It can be shown through less elementary methods that:
$\displaystyle \large \frac{2}{3}n\sqrt{n} < \sum_{k=1}^n \sqrt{k} < \frac{2}{3}n\sqrt{n} + \frac{\sqrt{n}}{2}$
It is easy, but tedious, through squaring, to show that:
Lemma: $\displaystyle \large \frac{3}{2}\sqrt{k} > \left(k+\frac{1}{2}\right)^{\frac{3}{2}} - \left(k-\frac{1}{2}\right)^{\frac{3}{2}} $
Then telescope to obtain a slightly stronger lower bound than what we seek and acquire the lower bound with some basic inequalities
$\large 1. $ Does there exist an easier way to prove the lemma that doesn't use calculus or induction? Exploiting monotonicity and convexity does not count as calculus, for the purposes of this question.

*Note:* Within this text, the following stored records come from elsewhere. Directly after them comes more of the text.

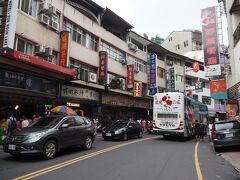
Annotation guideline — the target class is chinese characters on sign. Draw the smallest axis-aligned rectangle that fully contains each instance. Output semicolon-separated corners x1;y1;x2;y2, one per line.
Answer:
133;82;142;97
149;54;157;87
59;31;70;67
0;0;18;49
61;85;99;101
98;51;108;82
210;80;227;99
127;65;134;89
202;6;221;76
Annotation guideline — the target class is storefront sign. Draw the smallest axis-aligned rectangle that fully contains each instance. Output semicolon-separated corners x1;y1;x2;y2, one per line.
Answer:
98;51;108;82
127;65;134;89
0;70;58;95
228;82;240;100
0;0;18;49
205;64;221;77
59;31;70;67
61;85;99;101
210;80;227;99
133;82;142;97
202;6;219;66
149;53;157;87
192;62;199;72
102;93;151;109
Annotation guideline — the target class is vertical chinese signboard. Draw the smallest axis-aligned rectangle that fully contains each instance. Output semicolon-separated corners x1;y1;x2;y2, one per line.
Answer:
98;51;108;82
133;82;142;97
202;6;221;76
59;31;70;67
0;0;18;49
149;53;157;96
210;80;227;99
127;65;134;89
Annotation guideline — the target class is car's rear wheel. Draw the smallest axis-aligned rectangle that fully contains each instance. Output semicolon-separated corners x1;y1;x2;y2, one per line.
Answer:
138;131;143;138
122;133;128;141
43;140;57;159
83;136;93;150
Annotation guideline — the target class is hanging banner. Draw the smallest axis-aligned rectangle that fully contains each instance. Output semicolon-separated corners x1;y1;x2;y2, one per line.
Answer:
59;31;70;67
0;0;18;49
98;51;108;82
210;80;227;99
205;64;221;77
202;6;219;66
149;53;157;87
133;82;142;97
127;65;134;89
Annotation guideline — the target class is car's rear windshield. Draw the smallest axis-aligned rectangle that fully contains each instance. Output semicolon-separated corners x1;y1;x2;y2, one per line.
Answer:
215;121;240;131
29;117;62;128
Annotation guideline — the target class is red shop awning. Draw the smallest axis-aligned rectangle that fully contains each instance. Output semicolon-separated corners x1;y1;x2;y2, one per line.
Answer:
0;48;75;77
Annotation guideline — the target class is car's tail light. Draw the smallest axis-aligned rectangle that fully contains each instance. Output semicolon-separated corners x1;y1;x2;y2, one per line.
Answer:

$\large 2. $ Is there a telescope for the upper bound? I have tried with $\displaystyle \left(k+\frac{2}{3}\right)^{\frac{3}{2}} - \left(k-\frac{1}{3}\right)^{\frac{3}{2}}, \left(k+\frac{3}{4}\right)^{\frac{3}{2}} - \left(k-\frac{1}{4}\right)^{\frac{3}{2}} \text{ and } \left(k+\frac{3}{5}\right)^{\frac{3}{2}} - \left(k-\frac{2}{5}\right)^{\frac{3}{2}}$
to no success, as the upper bound is stronger than all three obtained from telescoping.
Let $\frac{3}{2}\sqrt{k}=a$, $\sqrt{\left(k+\frac{1}{2}\right)^3}=b$ and $\sqrt{\left(k-\frac{1}{2}\right)^3}=c$.
Since $b>c$, we see that $a+b-c>0$ and $$b+c=\left(k+\frac{1}{2}\right)\sqrt{k+\frac{1}{2}}+\left(k-\frac{1}{2}\right)\sqrt{k-\frac{1}{2}}\geq\sqrt{k}+1\cdot\frac{1}{2}\sqrt{k}=\frac{3}{2}\sqrt{k}=a,$$ which says, that $b+c-a>0$.
But $$(a+b+c)(a+b-c)(a+c-b)(b+c-a)=$$ $$=2(a^2b^2+a^2c^2+b^2c^2)-a^4-b^4-c^4=\frac{1}{16}(3k^2-1)>0,$$ which says that $a+c>b$ and we are done!